In testimony before being questioned, Archuleta said the agency fends off an average of 10 million hacking attempts a month and the attacks will increase.
"Government and non-government entities are under constant attack by evolving and advanced persistent threats and criminal actors," she said.
Archuleta said the detection of the attacks was an example of improved security monitoring by the agency.
"We discovered these intrusions because of our increased efforts in the last 18 months to improve cybersecurity at OPM, not despite them," Archuleta said.
However, lawmakers cited a report from OPM's inspector general last year that recommended Archuleta shut computer systems that lacked security validations. Archuleta said she didn't disable the systems because it could have negatively affected other databases and records.
Total Triples
Hackers could have accessed data tied to 14 million people, more than triple the total disclosed by OPM, according to a lawmaker briefed on the investigation who asked not to be identified discussing classified information.
Bloomberg News previously reported that records on background investigations were accessed by hackers.
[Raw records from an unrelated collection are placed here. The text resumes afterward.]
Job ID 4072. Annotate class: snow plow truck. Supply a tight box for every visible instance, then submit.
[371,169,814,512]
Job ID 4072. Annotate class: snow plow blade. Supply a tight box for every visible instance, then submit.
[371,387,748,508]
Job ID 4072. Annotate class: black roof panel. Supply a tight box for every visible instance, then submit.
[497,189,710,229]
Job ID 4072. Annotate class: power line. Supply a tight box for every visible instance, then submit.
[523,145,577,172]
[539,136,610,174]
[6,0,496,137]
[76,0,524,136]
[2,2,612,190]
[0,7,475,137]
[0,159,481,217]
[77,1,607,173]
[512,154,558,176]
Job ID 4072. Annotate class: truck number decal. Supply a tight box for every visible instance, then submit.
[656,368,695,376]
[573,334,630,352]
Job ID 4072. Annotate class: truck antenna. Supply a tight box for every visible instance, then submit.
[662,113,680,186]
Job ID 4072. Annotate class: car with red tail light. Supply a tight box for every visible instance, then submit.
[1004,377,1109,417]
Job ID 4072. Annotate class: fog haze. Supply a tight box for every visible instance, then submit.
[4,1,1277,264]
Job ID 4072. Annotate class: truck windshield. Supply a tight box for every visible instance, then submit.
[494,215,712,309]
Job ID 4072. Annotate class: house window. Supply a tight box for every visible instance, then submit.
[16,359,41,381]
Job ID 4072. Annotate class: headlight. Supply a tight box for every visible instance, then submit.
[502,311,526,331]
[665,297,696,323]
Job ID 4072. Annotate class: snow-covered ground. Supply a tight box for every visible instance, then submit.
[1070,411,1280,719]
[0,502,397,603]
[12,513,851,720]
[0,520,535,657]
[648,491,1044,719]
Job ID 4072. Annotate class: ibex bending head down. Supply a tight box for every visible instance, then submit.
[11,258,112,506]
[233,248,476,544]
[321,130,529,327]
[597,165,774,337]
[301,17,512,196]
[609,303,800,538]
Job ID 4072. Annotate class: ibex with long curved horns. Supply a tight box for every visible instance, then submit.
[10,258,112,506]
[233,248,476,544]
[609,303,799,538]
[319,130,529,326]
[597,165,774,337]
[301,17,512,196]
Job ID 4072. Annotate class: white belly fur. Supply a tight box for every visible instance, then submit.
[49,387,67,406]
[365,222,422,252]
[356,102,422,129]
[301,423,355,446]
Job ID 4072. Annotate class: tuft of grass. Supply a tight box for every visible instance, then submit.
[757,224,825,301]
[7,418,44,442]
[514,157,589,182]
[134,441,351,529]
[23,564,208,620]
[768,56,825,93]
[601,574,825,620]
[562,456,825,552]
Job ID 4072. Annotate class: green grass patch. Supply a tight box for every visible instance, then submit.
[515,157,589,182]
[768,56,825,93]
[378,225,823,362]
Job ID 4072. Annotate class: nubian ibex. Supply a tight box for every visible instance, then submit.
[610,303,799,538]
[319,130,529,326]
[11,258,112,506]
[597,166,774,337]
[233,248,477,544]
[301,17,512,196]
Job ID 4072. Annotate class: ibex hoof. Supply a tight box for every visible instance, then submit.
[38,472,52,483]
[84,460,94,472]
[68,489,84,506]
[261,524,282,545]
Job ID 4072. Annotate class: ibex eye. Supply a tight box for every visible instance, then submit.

Many more people besides government employees are at risk of having their personal information compromised as a result of the breach, said Brian Kaveney, a partner with Armstrong Teasdale LLP in St. Louis who heads the firm's security and facility clearance team.
Applicants for security clearances -- who submit 127-page forms that also may have been hacked -- list information for people used as references. That means people with no connection to the government may also have their credit and personal information at risk after the breaches, he said.
'Best Friend'
"This means your pastor, your best friend, your mother, all their credit info and personal info is at risk," Kaveney said in a phone interview. "We're not just talking about the 4 million government employees. You have to multiply it by all the people listed on their clearance forms."
Other witnesses at Tuesday's hearing included Seymour; Tony Scott, U.S. chief information officer; and Sylvia Burns, chief information officer for the Interior Department, where OPM's data was hosted.
Burns said the hackers had access to all information stored in the Interior Department's data center, meaning the attack potentially compromised records from other agencies beyond OPM. However, the investigation so far hasn't found data from other agencies was stolen, she said. She also said the hackers used "very sophisticated tactics," without elaborating.
Panel Rebuffed
Government contractor United States Investigations Services LLC, now part of Altegrity Inc., refused to testify about a hacking attack last year, said Representative Elijah Cummings of Maryland, the top Democrat on the oversight panel.
Cummings said he wants to know if hackers who breached USIS and another contractor, KeyPoint Government Solutions Inc., used stolen data to break into OPM's networks.
"I believe USIS and it's parent company may now be obstructing this committee's work," Cummings said during the hearing.
Separately, the Department of Homeland Security said on Monday that as many as 390,000 current and former DHS employees, contractors and job applicants potentially had their data compromised in another hacking attack last year. The hackers breached a contractor's network, DHS spokesman S.Y. Lee said in a statement.
"To date, no nefarious activity associated with this potential intrusion has been observed," Lee said. "We are committed to ensuring our employees' privacy and take very seriously our responsibility to protect sensitive data in background investigations."